Sprofondato nel caos di un conflitto civile, il governo del premio Nobel per la Pace Abiy Ahmed si è dimostrato incapace di gestire la crisi se non con l’uso a tratti brutale della forza. La guerra ha prodotto migliaia di morti e secondo le stime 1,7 milioni di sfollati: condizioni che hanno portato l’Onu a dichiarare la situazione alimentare “catastrofica”. Su queste colonne, l’attuale rappresentante speciale Ue per il Sahel, l’ex ministra degli Esteri Emanuela Del Re, in un’intervista aveva lanciato un appello per la tutela degli aiuti internazionali. Venerdì scorso tre operatori umanitari italiani sono rimasti uccisi durante gli scontri, che nelle ultime settimane hanno raggiunto i livelli più alti di violenza.

La crisi del Tigray ha “vanificato tutti i progressi fatti nel processo di transizione cominciato solo tre anni fa. E aver tenuto le elezioni parlamentari in un contesto simile rischia di ridurre la legittimità del governo in carica”, ha scritto l’Ispi in un’analisi della situazione. Il 21 giugno si sono celebrate quelle che teoricamente sarebbero le prime elezioni libere della storia dell’Etiopia, ma le opposizioni hanno boicottato il voto (che per altro non si è svolto in tre regioni del paese, Tigray incluso chiaramente, che rappresentano l’11 per cento dei seggi in Parlamento).

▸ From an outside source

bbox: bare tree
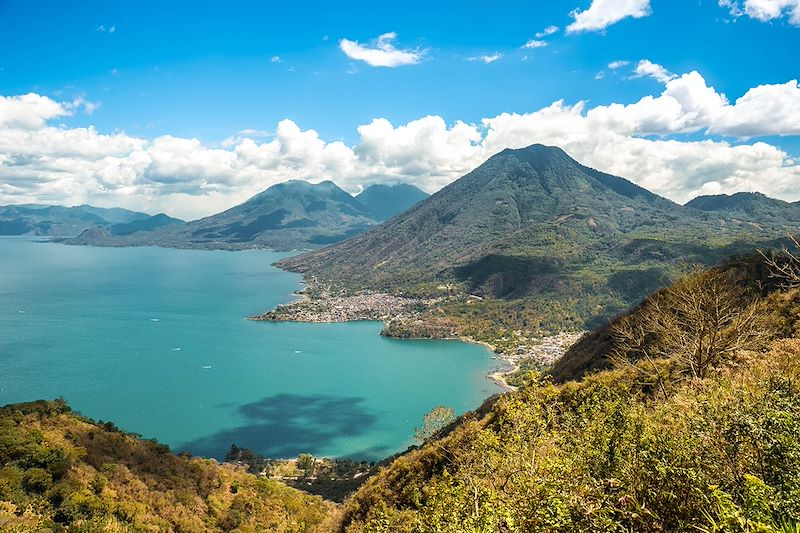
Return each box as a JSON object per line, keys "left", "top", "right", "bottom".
{"left": 612, "top": 269, "right": 769, "bottom": 381}
{"left": 760, "top": 235, "right": 800, "bottom": 288}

Le vicende tigrine si svolgono in una regione, il Corno d’Africa, centro di attenzione di molte potenze internazionali (come l’Italia) e diverse realtà locali. Se la punta orientale del continente africano forma un naturale modo talassocratico tra Mar Rosso e Oceano Indiano, la zona etiope è anche punto di contatto per le dinamiche del Nilo. Ognuno muove i propri interessi. Per esempio, l’Eritrea è immediatamente entrata in guerra contro le Tplf per regolare i conti con il gruppo che è considerato ostile anche da Asmara. Altrettanto il Sudan, diviso dall’Etiopia per via delle dinamiche della diga Gerd ha cercato di sfruttare la concentrazione etiope sul Tigray per riappropriarsi di strisce di territorio conteso al confine, e l’Egitto (altra controparte interessata alle questioni della diga) valuta positivamente la crisi etiope perché pensa che possa distrarre Addis Abeba dagli interessi sull‘acqua del Nilo.